B. Definisi Matematika Literasi
Sederhananya, literasi matematika adalah pengetahuan untuk mengetahui dan
menerapkan matematika dasar dalam kehidupan sehari-hari. Namun, berbagai
penulis telah menempatkan kebingungan akademis tentang apa literasi
matematika. Misalnya, The Organization for Economic Corporation dan
Development (OECD, 1999) mendefinisikan literasi matematika sebagai
"kapasitas individu untuk mengidentifikasi dan memahami bahwa matematika
berperan penting di dunia, untuk membuat keputusan yang beralasan, dan untuk
terlibat dalam matematika dengan cara memenuhi kebutuhan hidup individu saat
ini dan masa depan sebagai warga negara yang konstruktif, prihatin dan reflektif."

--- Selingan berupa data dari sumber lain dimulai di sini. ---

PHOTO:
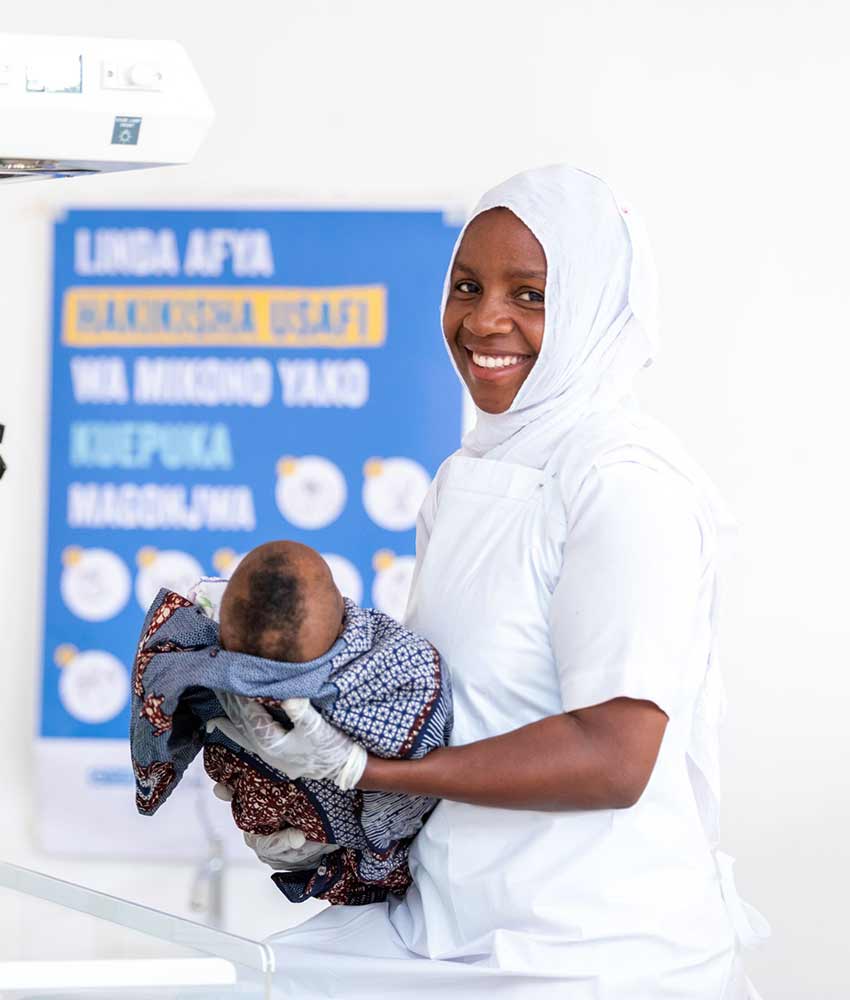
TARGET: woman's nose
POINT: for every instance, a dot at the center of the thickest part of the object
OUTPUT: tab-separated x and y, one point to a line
488	316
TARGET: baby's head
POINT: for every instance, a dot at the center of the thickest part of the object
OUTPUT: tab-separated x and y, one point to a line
282	604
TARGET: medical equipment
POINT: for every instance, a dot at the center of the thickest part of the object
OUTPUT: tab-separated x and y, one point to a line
76	106
157	954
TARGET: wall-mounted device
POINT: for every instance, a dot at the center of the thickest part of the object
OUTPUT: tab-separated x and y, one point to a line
77	106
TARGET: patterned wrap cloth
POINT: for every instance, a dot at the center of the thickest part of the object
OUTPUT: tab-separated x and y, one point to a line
380	683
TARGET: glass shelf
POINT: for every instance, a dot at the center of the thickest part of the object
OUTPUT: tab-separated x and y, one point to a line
162	956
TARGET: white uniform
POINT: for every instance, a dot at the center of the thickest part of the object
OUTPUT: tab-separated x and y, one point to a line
565	557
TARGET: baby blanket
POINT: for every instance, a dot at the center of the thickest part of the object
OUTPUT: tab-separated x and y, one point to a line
380	683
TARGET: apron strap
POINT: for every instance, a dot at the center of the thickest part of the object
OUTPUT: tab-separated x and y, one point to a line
751	928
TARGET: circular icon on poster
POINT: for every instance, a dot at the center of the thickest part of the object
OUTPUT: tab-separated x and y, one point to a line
345	576
310	491
391	586
93	686
225	562
393	491
168	568
95	583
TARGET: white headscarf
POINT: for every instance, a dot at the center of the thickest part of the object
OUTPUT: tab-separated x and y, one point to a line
600	330
600	319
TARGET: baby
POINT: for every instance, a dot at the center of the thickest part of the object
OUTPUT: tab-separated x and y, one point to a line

Arti lain yang dikembangkan oleh The National Adult Literacy Study, sebuah
proyek yang diamanatkan oleh kongres dan dilakukan oleh Educational Testing
Service (ETS) pada tahun 1995, adalah bahwa literasi melibatkan "menggunakan
informasi cetak dan tertulis yang berfungsi dalam masyarakat, untuk mencapai
tujuan dan mengembangkan potensi seseorang." Penelitian ini menggunakan tiga
skala untuk mengukur literasi orang dewasa: Pro Literasi, Dokumen Literasi dan
kuantitatif Literacy (literasi matematika). Pro Literasi meliputi pengetahuan dan
keterampilan untuk memahami dan menggunakan informasi dalam teks
bersambung seperti cerita editorial dan berita. Dokumen Literasi menggambarkan
keterampilan dan pengetahuan yang dibutuhkan untuk mencari dan menggunakan
informasi yang terdapat dalam berbagai format dokumen - peta, jadwal, slip gaji,
bentuk entri, dll. Literasi Kuantitatif mengacu pada keterampilan dan pengetahuan
yang diperlukan untuk menerapkan operasi matematika (aritmatika) pada nomor
dalam format cetak. Misalnya, mengisi formulir pesanan atau menyeimbangkan
buku cek adalah jenis tugas-tugas khas yang membutuhkan literasi kuantitatif.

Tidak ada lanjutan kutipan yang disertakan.